Biasanya, lanjut Edy, rumah judi `mengincar` pemain belakang dan kiper untuk dipengaruhi, supaya bisa memberikan tim lawan mencetak gol, di 10 menit terakhir pertandingan.
Selain itu, wasit dan hakim garis juga sangat mungkin dipengaruhi, supaya keputusannya di lapangan menguntungkan salah satu tim yang bertanding.
“Makanya, kami mengimbau seluruh wasit, hakim garis dan para pemain untuk tidak terlibat judi.

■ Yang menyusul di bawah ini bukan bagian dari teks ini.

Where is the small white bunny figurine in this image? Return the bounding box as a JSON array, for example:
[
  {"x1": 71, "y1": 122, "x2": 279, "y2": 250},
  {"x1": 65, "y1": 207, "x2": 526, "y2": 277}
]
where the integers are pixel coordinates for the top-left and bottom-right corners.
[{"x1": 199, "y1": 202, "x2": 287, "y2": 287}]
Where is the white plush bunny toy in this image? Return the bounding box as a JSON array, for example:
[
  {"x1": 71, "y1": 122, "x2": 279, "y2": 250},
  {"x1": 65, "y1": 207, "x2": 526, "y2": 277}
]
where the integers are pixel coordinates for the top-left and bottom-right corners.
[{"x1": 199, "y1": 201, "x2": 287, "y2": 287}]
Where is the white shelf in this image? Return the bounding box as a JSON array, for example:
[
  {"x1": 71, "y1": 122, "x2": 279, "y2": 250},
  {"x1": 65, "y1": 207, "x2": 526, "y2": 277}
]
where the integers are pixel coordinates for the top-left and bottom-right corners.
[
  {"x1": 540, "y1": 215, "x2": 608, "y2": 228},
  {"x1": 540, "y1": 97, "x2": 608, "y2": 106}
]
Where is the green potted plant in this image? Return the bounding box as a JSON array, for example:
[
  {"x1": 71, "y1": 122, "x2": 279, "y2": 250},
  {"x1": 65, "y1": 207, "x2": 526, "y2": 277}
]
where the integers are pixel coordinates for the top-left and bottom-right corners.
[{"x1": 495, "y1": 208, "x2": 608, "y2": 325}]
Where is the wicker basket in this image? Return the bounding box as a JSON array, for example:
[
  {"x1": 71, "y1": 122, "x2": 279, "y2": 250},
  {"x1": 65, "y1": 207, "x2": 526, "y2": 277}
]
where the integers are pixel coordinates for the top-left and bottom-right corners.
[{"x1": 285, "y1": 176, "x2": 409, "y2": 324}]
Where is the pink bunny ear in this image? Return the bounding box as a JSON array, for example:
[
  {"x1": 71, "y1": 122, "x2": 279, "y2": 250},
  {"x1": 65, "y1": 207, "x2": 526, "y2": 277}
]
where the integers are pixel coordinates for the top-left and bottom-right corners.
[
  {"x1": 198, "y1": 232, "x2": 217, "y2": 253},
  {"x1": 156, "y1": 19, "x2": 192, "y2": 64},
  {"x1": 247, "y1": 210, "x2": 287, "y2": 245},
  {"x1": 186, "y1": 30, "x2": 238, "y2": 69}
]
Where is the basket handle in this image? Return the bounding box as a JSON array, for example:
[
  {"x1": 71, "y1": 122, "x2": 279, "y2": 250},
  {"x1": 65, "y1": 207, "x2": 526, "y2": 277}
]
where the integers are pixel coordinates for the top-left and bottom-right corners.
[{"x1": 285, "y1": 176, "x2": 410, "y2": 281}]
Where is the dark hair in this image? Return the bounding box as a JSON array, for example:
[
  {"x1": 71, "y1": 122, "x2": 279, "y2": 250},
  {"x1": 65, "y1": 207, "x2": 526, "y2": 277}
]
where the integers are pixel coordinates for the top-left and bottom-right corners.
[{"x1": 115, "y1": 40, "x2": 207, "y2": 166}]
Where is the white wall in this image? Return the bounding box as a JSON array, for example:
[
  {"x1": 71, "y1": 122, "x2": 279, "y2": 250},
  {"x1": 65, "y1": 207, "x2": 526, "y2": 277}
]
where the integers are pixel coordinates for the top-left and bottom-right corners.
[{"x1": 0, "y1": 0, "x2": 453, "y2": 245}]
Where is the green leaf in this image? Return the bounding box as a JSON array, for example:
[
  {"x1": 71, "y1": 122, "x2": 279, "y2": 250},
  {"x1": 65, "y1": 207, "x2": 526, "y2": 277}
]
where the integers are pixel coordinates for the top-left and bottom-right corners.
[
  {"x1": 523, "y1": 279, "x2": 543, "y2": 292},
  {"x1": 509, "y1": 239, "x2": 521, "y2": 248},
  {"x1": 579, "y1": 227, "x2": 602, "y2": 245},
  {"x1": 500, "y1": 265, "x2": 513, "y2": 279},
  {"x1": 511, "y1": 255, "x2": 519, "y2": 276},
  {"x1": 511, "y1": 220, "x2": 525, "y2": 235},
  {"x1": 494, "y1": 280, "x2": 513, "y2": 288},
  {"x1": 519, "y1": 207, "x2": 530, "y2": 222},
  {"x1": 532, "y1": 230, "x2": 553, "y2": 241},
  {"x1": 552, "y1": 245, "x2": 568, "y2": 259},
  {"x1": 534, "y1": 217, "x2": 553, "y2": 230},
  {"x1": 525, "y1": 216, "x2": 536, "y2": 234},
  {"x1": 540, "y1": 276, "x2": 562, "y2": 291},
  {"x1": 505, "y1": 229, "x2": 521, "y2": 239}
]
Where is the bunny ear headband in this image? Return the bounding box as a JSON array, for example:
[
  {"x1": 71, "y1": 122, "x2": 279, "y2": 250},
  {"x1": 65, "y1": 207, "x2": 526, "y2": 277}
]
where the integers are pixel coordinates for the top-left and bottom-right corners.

Saya tidak menuduh pihak tertentu, dan saya akan berbuat yang terbaik untuk persepakbolaan di negeri ini,” tegas Edy yang juga menjabat Panglima Komando Cadangan Strategis Angkatan Darat.
Seperti diketahui, dalam Go-Jek Traveloka Liga 1, ada 18 klub dari berbagai daerah Indonesia akan bertanding menjadi yang terbaik, dari 15 April 2017 sampai 12 November 2017.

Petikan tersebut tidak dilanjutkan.